Les maux et les mots de la pandémie

C’est le maître mot. Une parole forte, chaleureuse, collective : SOLIDARITÉ ! Un mot qui a pris la place de tous les autres et, en premier lieu, de tous ceux qui incarnent le système dominant. Solidarité balaie donc compétition, concurrence, profit, égoïsme, exploitation. Ce n’est qu’un mot qui peut à nouveau s’effacer quand le danger de la pandémie aura été vaincu mais pour l’instant il caractérise l’attitude des peuples mobilisés contre l’expansion de la maladie et la protection des plus menacés. En Belgique comme ailleurs. Chacun d’eux l’exprime à sa manière. Les Italiens qui sont les plus touchés ont décidé en quelques heures de sublimer leur confinement d’abord en applaudissant les médecins et les infirmières depuis leurs fenêtres ouvertes ensuite en chantant ensemble depuis le balcon de leur appartement ou la cour de leur maison. Il y a aussi dans ce geste festif l’expression d’une solidarité et d’une résistance collective.

« Il faudra demain tirer les leçons du moment que nous traversons, interroger le modèle de développement dans lequel s’est engagé notre monde et qui dévoile ses failles au grand jour (…) Il doit y avoir des biens et des services qui doivent être placés en dehors des lois du marché. » : quand Emmanuel Macron, le héraut du libéralisme et de la « mondialisation heureuse » prononce ces paroles, cela signifie que quelque chose est en train de changer.
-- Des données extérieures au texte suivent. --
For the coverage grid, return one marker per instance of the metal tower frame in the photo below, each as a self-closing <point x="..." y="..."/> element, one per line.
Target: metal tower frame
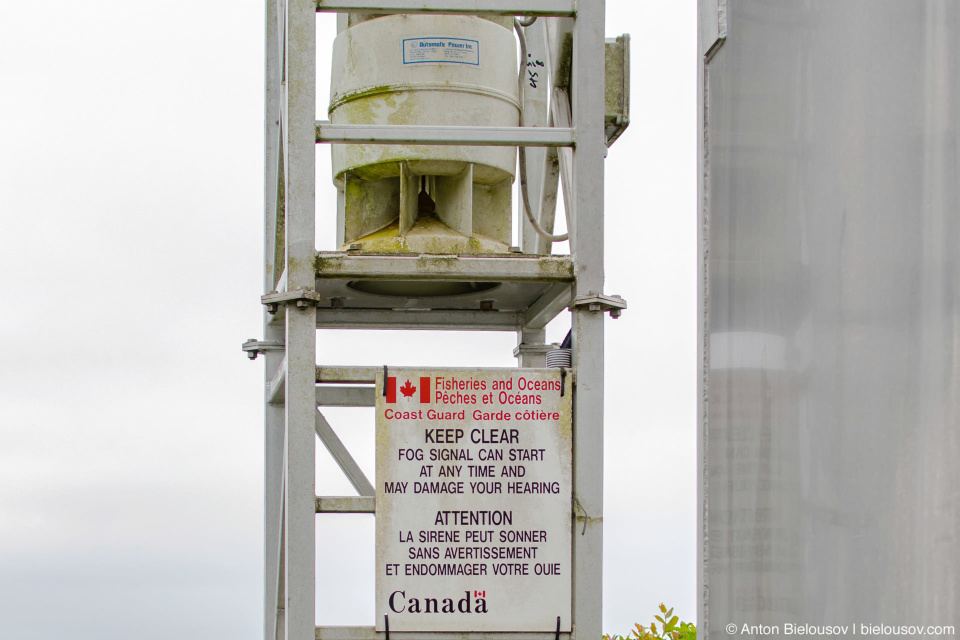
<point x="569" y="144"/>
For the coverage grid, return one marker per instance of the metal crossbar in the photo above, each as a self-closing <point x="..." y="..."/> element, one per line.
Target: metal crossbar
<point x="459" y="136"/>
<point x="560" y="8"/>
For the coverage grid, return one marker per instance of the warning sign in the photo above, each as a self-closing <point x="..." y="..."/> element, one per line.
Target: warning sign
<point x="474" y="476"/>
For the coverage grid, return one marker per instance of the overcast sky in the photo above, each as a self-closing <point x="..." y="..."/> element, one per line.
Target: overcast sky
<point x="131" y="433"/>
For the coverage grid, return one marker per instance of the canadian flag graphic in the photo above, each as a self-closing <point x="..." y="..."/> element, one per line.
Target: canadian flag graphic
<point x="408" y="389"/>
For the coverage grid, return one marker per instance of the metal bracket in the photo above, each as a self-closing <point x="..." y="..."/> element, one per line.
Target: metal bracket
<point x="596" y="301"/>
<point x="255" y="347"/>
<point x="303" y="297"/>
<point x="524" y="349"/>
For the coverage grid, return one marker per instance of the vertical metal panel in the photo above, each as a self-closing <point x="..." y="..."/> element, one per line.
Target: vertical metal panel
<point x="586" y="241"/>
<point x="831" y="315"/>
<point x="301" y="335"/>
<point x="273" y="418"/>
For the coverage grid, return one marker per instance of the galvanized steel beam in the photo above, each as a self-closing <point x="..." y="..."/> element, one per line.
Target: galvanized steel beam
<point x="586" y="233"/>
<point x="301" y="337"/>
<point x="459" y="136"/>
<point x="335" y="264"/>
<point x="344" y="460"/>
<point x="472" y="7"/>
<point x="346" y="504"/>
<point x="345" y="397"/>
<point x="461" y="320"/>
<point x="326" y="374"/>
<point x="273" y="432"/>
<point x="369" y="633"/>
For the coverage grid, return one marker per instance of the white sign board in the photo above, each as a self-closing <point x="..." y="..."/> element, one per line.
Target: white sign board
<point x="441" y="51"/>
<point x="474" y="514"/>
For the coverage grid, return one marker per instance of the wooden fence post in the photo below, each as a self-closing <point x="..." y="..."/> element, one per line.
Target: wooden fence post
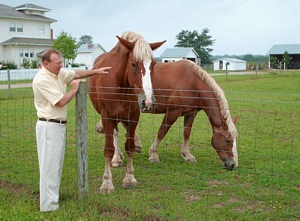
<point x="81" y="133"/>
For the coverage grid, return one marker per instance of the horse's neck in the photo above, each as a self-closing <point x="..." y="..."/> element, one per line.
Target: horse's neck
<point x="214" y="115"/>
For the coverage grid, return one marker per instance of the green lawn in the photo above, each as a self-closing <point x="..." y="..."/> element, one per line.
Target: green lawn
<point x="265" y="186"/>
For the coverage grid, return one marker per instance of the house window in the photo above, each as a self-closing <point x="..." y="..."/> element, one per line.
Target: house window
<point x="26" y="53"/>
<point x="21" y="53"/>
<point x="12" y="27"/>
<point x="19" y="27"/>
<point x="41" y="30"/>
<point x="16" y="27"/>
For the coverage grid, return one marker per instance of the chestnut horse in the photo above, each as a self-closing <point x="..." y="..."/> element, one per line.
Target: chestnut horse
<point x="119" y="95"/>
<point x="182" y="88"/>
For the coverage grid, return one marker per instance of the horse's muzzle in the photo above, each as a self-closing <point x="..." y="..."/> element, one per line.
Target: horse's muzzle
<point x="146" y="105"/>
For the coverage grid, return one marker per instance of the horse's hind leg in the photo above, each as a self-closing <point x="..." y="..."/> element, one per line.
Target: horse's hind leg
<point x="167" y="122"/>
<point x="185" y="152"/>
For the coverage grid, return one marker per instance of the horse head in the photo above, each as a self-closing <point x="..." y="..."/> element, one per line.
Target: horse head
<point x="140" y="68"/>
<point x="224" y="142"/>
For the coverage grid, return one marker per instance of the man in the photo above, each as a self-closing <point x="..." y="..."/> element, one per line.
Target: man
<point x="51" y="99"/>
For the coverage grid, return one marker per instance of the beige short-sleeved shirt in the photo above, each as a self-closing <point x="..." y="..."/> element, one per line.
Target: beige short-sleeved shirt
<point x="48" y="89"/>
Certes, elles sont dictées par un opportunisme évident, y compris le plus immédiat.[1]  Elles sont, en tous cas dans sa bouche, purement conjoncturelles. Mais elles indiquent aussi qu’aujourd’hui le discours libéral que nous serinent depuis des lustres la plupart des gouvernements européens est inaudible face aux failles béantes du système révélées de la manière la plus crue — et la plus mortelle aussi — par l’épidémie. Mêmes les instances européennes doivent abandonner — un temps pensent-elles naturellement — leur dogme de l’austérité qui a dévasté les services publics au premier rang desquels celui de la santé. A l’inverse, ceux qui se battent contre cette austérité malfaisante qui conduit à des impasses mortifères, ceux qui s’insurgent contre le triomphe du libre échange et refusent la mise à mort de l’État, ceux qui mettent en cause les modèles de production et de consommation, ceux-là peuvent retrouver une force de persuasion et d’adhésion. Certes, il ne faut pas s’illusionner. Quand le danger se sera estompé, les « maîtres du monde » comme les appelait Bourdieu auront vite fait de reprendre la main. Et nos gouvernants — ici et ailleurs — risquent d’oublier un discours solidaire aussi vite qu’ils s’en étaient parés pour justifier leur pouvoir et répondre à leur devoir.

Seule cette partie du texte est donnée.